Adaptación pacata y superficial de la novela de Süskind, que sale a flote por algún acierto visual aislado y por el esmero en sus aspectos técnicos
Resulta tentador imaginar un paralelismo entre la trayectoria del escritor Patrick Süskind y la de su célebre personaje, el Jean-Baptiste Grenouille de El Perfume (1985). Süskind, cuya obra se centró generalmente en el tema de la alienación personal, pudo haber compartido al vender doce millones de ejemplares de su libro la insatisfacción y el desaliento que corroyeron a Grenouille cuando descubrió en la ficción la inutilidad esencial de sus triunfales desvelos artísticos y criminales. En cualquier caso, lo cierto es que el autor alemán también se desvaneció en su mayor momento de gloria, legando a las librerías uno de los últimos best-sellers dignos que ha inundado sus estantes; una novela muy calculada pero innegablemente original, de la que se ha escrito largo y tendido gracias a la riqueza de sus comentarios en torno al ser humano, a los mecanismos de las relaciones sociales, y a las paradojas de la modernidad.
Es difícil, en cambio, explayarse a propósito de su adaptación cinematográfica. Los veinte años transcurridos desde la publicación de una novela tan golosa sin la película correspondiente dan una idea del riesgo que traía aparejado la traslación a imágenes de un escrito con el olfato como articulador de su intriga. Finalmente, en régimen de co-producción franco-hispano-alemana, con un reparto anglosajón, y bajo la batuta del realizador Tom Tykwer, el proyecto ha salido adelante.
Tykwer acaba de superar la barrera de los cuarenta años, y largometrajes como Corre, Lola, Corre (1998), La Princesa y el Guerrero (2000) o Heaven (2002) le han situado en primera línea del cine alemán. Sus modos visuales son ansiosos y enfáticos, y no le importa pecar de pretencioso en lo referido a las historias que aborda. Sus excesos, sin embargo, aunque aporten cierta intensidad a las narraciones, no suelen trascender una efectividad superficial. Se trata de uno de esos directores con un pie en la taquilla y otro en las entregas de premios, sin que en el fondo esté claro cuál es el sentido real de su contribución al cine.
Estos rasgos de estilo convierten El Perfume en una experiencia tan acertada en su literalidad respecto a la novela como impotente en lo que toca a las emociones o las reflexiones que pueda incitar en el espectador. Con la ayuda en los primeros minutos de una voz en off que delata la incapacidad para introducirnos en la acción de una manera más creativa, asistimos al nacimiento de Grenouille en el París de 1744, al descubrimiento de su portentosa capacidad olfativa, y al desarrollo de sus aberrantes ambiciones, que le conducirán sucesivamente a aprender la alquimia de la creación de perfumes y al crimen.
No falta nada, salvo lo más importante: la necesidad de lo filmado. Los atrevimientos formales de Tykwer no van, por desgracia, más allá de un par de travellings frenéticos e imposibles y del recurso tímido, decreciente a lo largo del metraje, a recreaciones infográficas que sirven al propósito paradójico de llevarnos donde no llega el ojo, sino la nariz. Por lo demás El Perfume se deja ver con interés –faltaría más, considerando la novela de que parte-, sobre todo en lo que atañe a las andanzas de Grenouille como serial killer. Ofrece planos bellísimos de la capital francesa en el XVIII. Y está interpretada con aterradora convicción por el británico Ben Whishaw en el papel principal.
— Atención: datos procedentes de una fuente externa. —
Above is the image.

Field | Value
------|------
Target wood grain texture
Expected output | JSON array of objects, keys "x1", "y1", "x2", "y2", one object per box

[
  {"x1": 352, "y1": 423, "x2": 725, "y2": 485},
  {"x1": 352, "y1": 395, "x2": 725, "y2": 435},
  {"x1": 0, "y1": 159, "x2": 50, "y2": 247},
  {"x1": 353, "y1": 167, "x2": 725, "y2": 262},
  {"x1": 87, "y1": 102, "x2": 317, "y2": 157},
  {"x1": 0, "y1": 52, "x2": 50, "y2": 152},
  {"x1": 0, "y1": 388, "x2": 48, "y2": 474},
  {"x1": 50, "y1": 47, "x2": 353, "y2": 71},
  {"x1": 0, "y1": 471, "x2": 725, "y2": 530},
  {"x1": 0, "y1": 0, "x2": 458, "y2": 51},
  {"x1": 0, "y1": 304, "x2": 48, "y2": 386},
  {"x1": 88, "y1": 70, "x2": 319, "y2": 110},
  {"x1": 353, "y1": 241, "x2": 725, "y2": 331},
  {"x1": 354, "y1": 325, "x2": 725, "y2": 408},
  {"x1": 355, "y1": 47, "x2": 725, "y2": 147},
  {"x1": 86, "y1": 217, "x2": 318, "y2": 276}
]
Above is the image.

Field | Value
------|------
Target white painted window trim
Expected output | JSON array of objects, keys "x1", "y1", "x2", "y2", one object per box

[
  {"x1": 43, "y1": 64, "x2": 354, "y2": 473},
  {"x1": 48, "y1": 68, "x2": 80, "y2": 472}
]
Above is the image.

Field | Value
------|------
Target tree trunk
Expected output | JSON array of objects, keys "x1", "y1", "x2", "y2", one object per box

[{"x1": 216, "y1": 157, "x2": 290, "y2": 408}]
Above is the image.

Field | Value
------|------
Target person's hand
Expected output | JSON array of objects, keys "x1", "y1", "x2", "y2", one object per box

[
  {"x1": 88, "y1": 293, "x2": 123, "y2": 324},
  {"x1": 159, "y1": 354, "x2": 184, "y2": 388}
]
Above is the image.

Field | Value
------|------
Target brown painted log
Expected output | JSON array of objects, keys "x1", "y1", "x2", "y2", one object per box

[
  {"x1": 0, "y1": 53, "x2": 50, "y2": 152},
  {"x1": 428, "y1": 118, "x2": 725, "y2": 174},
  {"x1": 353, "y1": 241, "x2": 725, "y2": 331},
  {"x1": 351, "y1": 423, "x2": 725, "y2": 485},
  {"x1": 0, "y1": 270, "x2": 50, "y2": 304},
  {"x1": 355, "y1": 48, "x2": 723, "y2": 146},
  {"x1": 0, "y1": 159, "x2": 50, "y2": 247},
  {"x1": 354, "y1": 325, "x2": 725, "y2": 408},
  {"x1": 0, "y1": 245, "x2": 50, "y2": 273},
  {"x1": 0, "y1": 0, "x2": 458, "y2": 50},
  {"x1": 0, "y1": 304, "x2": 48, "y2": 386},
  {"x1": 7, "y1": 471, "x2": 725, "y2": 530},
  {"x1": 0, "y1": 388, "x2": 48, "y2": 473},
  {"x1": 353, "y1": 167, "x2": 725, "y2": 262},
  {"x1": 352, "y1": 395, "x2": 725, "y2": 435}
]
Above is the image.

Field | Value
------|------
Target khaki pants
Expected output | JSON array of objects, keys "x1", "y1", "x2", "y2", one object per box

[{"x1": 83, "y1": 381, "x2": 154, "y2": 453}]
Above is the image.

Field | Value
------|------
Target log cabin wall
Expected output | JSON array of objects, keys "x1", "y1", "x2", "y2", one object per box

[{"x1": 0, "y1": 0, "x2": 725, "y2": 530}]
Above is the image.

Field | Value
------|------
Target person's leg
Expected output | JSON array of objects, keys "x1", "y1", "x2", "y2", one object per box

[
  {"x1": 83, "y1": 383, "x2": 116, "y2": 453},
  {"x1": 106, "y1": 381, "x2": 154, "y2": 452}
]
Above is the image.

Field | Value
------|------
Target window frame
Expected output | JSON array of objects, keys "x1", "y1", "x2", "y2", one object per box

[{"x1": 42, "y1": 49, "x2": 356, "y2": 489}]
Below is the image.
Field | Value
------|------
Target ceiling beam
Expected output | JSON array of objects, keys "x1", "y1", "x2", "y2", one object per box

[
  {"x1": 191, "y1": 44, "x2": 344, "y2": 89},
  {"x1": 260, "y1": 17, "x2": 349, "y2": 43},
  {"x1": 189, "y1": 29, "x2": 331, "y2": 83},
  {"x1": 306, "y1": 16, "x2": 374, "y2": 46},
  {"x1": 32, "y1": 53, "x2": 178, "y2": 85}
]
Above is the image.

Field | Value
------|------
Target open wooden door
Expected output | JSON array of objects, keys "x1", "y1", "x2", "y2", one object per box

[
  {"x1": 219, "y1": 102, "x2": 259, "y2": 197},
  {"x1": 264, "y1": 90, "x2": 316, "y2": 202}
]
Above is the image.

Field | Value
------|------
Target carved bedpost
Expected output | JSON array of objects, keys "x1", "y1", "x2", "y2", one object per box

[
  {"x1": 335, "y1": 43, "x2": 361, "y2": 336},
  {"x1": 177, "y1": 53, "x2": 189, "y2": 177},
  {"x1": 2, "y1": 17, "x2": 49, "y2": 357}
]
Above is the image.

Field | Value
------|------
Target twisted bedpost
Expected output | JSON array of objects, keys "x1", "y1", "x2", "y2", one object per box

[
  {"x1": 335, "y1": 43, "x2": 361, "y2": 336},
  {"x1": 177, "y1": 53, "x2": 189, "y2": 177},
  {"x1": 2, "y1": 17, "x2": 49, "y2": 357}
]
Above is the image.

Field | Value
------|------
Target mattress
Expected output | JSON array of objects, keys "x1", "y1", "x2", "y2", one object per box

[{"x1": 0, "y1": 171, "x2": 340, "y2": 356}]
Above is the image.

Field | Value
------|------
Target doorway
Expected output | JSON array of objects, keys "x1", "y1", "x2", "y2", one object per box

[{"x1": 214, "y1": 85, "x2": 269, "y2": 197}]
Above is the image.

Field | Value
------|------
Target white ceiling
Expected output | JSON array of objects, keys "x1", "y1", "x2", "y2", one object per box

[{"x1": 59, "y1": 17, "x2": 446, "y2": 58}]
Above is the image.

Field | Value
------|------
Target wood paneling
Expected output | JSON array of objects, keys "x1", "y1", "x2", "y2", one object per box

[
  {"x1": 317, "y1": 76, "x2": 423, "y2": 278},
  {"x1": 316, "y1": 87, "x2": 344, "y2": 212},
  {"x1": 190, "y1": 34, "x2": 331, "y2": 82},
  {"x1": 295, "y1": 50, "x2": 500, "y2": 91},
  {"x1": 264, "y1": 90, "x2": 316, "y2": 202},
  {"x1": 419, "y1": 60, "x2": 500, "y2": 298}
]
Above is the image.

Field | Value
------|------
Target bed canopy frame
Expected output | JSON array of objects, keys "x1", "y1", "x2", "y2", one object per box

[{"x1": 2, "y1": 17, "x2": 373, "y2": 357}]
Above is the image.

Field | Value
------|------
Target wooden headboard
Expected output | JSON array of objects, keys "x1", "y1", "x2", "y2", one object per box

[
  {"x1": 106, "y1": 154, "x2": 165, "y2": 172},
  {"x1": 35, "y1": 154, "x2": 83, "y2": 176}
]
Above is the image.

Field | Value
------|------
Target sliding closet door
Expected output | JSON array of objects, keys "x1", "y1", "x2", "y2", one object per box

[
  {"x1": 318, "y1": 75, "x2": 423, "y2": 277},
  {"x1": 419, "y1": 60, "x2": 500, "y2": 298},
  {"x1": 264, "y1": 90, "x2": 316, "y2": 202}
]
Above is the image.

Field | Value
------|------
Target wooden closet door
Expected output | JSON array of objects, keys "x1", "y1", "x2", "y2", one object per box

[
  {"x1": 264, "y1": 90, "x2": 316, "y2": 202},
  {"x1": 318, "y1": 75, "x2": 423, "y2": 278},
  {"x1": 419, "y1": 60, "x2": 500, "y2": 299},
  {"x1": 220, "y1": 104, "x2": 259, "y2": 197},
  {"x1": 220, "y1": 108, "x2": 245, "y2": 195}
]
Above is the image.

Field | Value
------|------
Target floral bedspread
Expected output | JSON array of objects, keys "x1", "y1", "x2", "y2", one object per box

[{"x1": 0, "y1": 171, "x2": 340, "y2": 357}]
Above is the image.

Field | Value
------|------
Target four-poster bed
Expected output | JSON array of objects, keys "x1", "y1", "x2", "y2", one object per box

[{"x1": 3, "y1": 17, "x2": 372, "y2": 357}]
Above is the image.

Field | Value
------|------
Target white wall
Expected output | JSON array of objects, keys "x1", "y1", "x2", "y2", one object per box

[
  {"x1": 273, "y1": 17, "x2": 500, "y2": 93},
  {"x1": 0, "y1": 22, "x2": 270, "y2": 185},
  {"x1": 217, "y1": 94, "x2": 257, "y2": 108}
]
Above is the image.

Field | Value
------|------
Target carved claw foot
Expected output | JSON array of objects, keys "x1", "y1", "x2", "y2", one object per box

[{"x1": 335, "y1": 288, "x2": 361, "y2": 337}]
El resto conforma ese tipo de película aburguesada, de prestigio, contada funcionalmente, con posibles nominaciones a los Oscar en los apartados técnicos, y carnaza de suplementos dominicales y de un público presuntamente cultivado. Otra de las muchas películas apadrinadas por el productor y guionista Bernd Eichinger (El Hundimiento, El Nombre de la Rosa) cuya fragancia no calará en las páginas de futuras historias del cine.